Guido Formigoni ha ripreso, con qualche aggiornamento, una lettura del cattolicesimo democratico “tra storia e politica” che aveva già proposto di recente (per esempio a Parma nella scorsa primavera: vedi qui) e che ha sintetizzato ricorrendo a un duplice schema . Il primo presenta l’articolazione delle diverse sfaccettature del cattolicesimo politico su due assi: laicità/identità e sinistra/destra. Da esso emerge che verso il polo della identità si collocano il cattolicesimo intransigente (verso destra) e il cattolicesimo sociale (verso sinistra), e che verso il polo della laicità si collocano il cattolicesimo liberale (verso destra) e il cattolicesimo democratico (verso sinistra). Si tratta delle quattro posizioni canoniche del cattolicesimo politico, che naturalmente hanno attraversato la storia degli ultimi cinquant’anni con una serie di spostamenti e contaminazioni. Il secondo schema cerca di dare conto di un’ulteriore articolazione del cattolicesimo, per quanto riguarda l’area del centrosinistra e della laicità: qui i due assi sono quello che va dalla laicità moderata alla laicità radicale e quello che va dal centro alla sinistra. Verso il polo della laicità moderata si collocano, a destra, l’istanza di una tendenziale unità politica dei cattolici in un partito di centro-sinistra, e, a sinistra, il volontariato sociale; mentre verso il polo della laicità radicale si trovano, a destra, il liberalismo progressista, fautore della democrazia governante, e, a sinistra, il riformismo forte, che rilancia la partecipazione orizzontale.

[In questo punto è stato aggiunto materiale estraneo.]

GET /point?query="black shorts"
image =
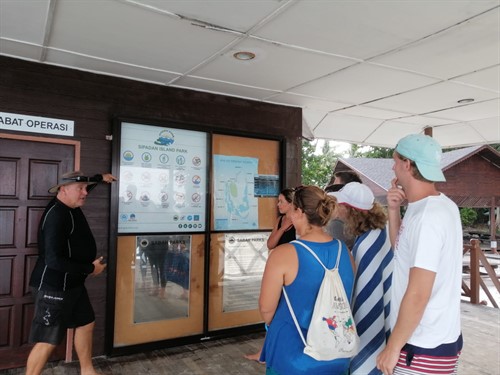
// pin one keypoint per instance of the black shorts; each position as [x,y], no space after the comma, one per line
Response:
[56,311]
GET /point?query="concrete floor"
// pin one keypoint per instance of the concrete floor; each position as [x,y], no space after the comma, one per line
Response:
[480,356]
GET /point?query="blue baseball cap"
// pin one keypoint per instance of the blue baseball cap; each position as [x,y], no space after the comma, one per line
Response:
[425,152]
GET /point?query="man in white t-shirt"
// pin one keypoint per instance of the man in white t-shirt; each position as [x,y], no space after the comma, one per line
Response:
[426,285]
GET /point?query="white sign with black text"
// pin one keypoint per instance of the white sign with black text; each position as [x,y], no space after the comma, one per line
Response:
[36,124]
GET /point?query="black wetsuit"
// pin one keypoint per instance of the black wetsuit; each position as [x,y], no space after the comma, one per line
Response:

Dopo aver osservato che, in ogni caso, il cattolicesimo democratico non è mai stato un gruppo coeso, una lobby, e che negli scorsi decenni ha avuto sia momenti di forte rilevanza sia momenti di eclissi, Formigoni ha detto che oggi esso è certo una minoranza ma mantiene le sue radici e può avere ancora una sua vitalità. Vitalità che dipende , certo, in primo luogo dalle sue risorse interne, ma anche dal clima complessivo del paese. Sul piano ecclesiale, dopo trenta anni di marginalità subita, oggi l’approccio di papa Francesco apre, e anzi sollecita, nuovi  spazi di impegno; sul piano politico-culturale, Formigoni lamenta una subalternità di tutte le sinistre alla cultura politica dominante di segno neo-liberista e la carenza di luoghi significativi di elaborazione culturale. Un rilancio del cattolicesimo democratico è possibile oggi, ha concluso Formigoni, se ci si impegna a interpretare il mondo attorno ad alcuni nodi di fondo: la ripresa del ruolo della statualità, la centralità del lavoro, l’orizzonte europeo, il valore (e il limite) della politica, la costruzione di identità e al tempo stesso il riconoscimento reciproco su un terreno di laicità matura, il rilancio di reti sociali e comunitarie secondo una tradizione personalista che va oltre l’individualismo. Insomma, è possibile dare un contributo specifico a un progetto riformatore, aprendosi a contaminazioni virtuose.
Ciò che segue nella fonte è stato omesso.